Володя сидел за столом хмурый, говорил мало и неохотно. А Павел, рассудив, что такого вопроса не смогут решить ни батальонный замполит, ни полковой, решил, что придется обратиться в политотдел дивизии. Ведь наверняка не единственный такой случай. Там-то знают, как поступить.
— Но время, время! — воскликнул он. — Его ведь не остановишь, а просрочка-то будет подрастать.
— Да не хлопочи ты обо мне, Паша! — вдруг возразил Грохотало. — Все равно пустой номер выйдет: не примут меня в партию.

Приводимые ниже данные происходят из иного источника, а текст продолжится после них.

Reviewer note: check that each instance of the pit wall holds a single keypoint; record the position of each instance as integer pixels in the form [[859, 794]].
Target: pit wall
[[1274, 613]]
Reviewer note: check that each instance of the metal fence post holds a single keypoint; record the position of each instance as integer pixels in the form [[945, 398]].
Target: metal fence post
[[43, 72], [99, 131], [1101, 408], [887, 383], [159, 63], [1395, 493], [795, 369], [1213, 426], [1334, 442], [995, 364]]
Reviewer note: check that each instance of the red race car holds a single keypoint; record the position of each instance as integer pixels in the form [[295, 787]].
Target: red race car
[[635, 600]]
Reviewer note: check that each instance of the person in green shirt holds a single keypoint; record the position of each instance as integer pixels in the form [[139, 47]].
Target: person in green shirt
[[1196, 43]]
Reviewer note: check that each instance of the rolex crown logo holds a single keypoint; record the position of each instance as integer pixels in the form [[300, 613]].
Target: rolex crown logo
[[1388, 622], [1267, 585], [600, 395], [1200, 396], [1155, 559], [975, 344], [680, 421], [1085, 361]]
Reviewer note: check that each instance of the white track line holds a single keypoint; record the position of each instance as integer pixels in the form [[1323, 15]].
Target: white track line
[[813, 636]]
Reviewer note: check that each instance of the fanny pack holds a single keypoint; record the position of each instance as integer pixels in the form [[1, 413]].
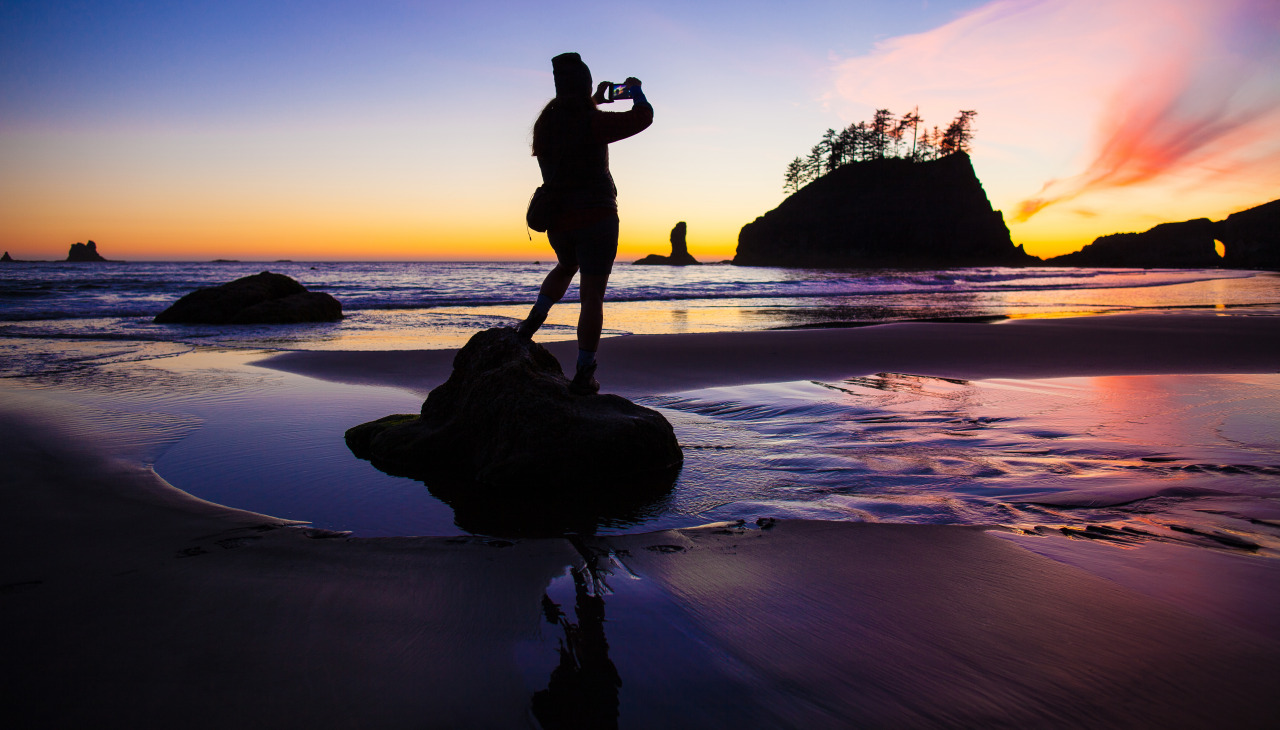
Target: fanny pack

— Думаешь, не захотят понять, что вины твоей нет? Молчание твое не простят?
— Если бы только, это...
— А что еще?
— Отец у меня раскулачен в тридцатом году и на Урал сослан. Выходит, и я вроде бы кулачонок, хотя, кроме ссылки да фронта, ничего в жизни не видел... Почти с рождения попал в виноватые и до смерти, кажись, не оправдаться. Так ведь и оправдываться-то не в чем...
— Постой, погоди! А в кандидаты-то как же тебя приняли? Скрыл, что ли, социальное происхождение?

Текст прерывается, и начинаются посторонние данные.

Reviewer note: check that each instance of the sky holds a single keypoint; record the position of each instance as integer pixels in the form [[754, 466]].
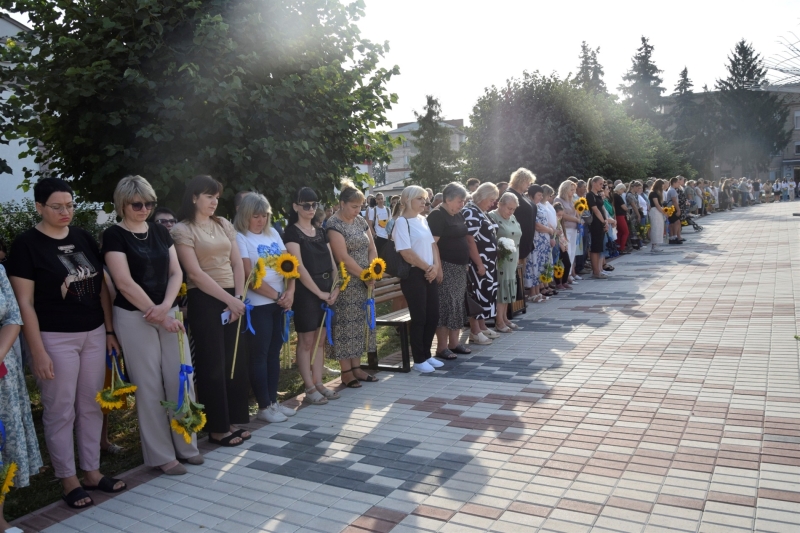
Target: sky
[[454, 49]]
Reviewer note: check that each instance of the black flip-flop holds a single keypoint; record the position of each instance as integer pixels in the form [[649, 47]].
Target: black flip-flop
[[106, 485], [446, 355], [76, 494], [226, 441]]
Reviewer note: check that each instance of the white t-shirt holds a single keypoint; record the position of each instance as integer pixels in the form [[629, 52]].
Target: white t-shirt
[[248, 248], [419, 240], [378, 218]]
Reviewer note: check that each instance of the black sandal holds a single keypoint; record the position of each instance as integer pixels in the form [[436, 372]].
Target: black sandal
[[369, 379], [354, 383], [106, 485], [76, 494], [446, 355], [226, 441]]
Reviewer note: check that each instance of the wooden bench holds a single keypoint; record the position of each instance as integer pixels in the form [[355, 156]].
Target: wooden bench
[[386, 290]]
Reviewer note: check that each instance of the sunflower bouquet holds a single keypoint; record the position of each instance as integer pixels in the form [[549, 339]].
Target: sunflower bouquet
[[115, 396], [187, 416]]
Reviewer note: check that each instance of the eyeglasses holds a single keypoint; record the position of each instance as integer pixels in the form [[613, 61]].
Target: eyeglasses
[[58, 208], [313, 206], [138, 206]]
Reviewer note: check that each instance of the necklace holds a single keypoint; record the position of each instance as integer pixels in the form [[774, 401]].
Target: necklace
[[146, 233]]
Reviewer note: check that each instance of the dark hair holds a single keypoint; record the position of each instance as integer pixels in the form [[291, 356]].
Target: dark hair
[[533, 189], [198, 185], [306, 194], [160, 210], [45, 187]]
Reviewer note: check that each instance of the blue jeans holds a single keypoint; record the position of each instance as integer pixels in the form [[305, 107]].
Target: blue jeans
[[265, 352]]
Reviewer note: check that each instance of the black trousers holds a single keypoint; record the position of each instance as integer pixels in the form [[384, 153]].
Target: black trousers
[[423, 305], [224, 399]]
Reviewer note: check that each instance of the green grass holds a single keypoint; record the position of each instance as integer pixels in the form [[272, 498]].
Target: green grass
[[124, 431]]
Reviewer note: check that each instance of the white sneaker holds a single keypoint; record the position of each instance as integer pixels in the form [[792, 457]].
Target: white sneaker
[[489, 333], [271, 415], [286, 411], [425, 368], [479, 339], [435, 363]]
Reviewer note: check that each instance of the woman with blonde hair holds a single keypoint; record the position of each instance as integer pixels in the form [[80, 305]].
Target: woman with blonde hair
[[143, 263], [256, 237], [352, 244], [414, 241]]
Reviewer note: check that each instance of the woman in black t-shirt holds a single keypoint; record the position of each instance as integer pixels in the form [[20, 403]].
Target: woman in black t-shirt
[[317, 269], [143, 263], [450, 233], [57, 275]]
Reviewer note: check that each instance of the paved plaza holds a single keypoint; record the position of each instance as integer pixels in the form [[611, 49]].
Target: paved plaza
[[664, 399]]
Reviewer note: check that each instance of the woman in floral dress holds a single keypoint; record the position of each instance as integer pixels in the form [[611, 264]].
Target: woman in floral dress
[[21, 446]]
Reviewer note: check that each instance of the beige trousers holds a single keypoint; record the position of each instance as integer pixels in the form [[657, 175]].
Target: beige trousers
[[152, 361]]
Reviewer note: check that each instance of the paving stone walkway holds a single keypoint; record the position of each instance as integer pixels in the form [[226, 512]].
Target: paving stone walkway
[[665, 399]]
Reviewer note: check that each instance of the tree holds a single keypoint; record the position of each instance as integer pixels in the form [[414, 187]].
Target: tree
[[752, 122], [590, 72], [642, 87], [265, 95], [435, 163]]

— Наивный ты, Паша. Мы хоть и в одном государстве росли, да по-разному. До войны молодых спецпереселенцев даже в армию не брали и на учебу из поселка не отпускали. Одна дорога нам была — в шахту! С пеленок мы в классовые враги попали — не отмыться! А как война грянула, да как попер Гитлер на Москву, Ленинград окружил, Сталинград к самой Волге прижал — и позвали наших мужиков в окопы. Отец еще зимой сорок второго ушел, потом я, а за мной и братишка младший, с двадцать шестого года рождения. Этого «вражонка» чуть не в пеленках с Украины привезли... Так что ничего я не скрывал на приеме в кандидаты. Все в биографии написал, и биографию на собрании перед всеми прочитали. Да тогда на такую «мелочь» никто и внимания не обратил. Только смотрели, как воюет человек... Зато теперь эту «мелочь» не пропустят. Опять во враги запишут... И попробуй оправдайся! Нет, Паша, не марайся ты об меня. Так-то всем спокойнее будет.